I am just beginning to learn category theory , so sorry if I am in error at some point . Please feel free to tell me and correct them . 
 A: I don't think there's a natural way to make modules into categories and module morphisms into functors between them. Modules don't feel like the right kind of object to do this (rings do, as I'll write down below).
That said, there is a way to turn modules into functors, and module homomorphisms into natural transformations between them.
First, you have to work with preadditive categories. As the article points, out a preadditive category with a single object is the same thing as a ring. It has a collection of morphisms (= elements) which form an abelian group, and they can be biadditively composed (= multiplied).
Now let $\mathcal R$ be such a category, its single object $\bullet$, and $R = \mathrm{Hom}(\bullet, \bullet)$ the corresponding ring.
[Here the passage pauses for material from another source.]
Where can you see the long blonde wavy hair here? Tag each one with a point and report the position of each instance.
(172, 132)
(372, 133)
An additive functor $F$ from $\mathcal R$ to $\mathrm{Ab}$ picks out a single Abelian group $M = F\bullet$, and comes down to a ring morphism $R = Hom(\bullet, \bullet) → Hom(M, M)$, which makes $M$ into a left $R$-module. Furthermore, module homomorphisms are exactly the natural transformations between such functors.
This might seem like a rather roundabout way to talk about modules, and in and of itself is just a rewording of the standard definitions, but it generalizes smoothly, and can be elegant to work with.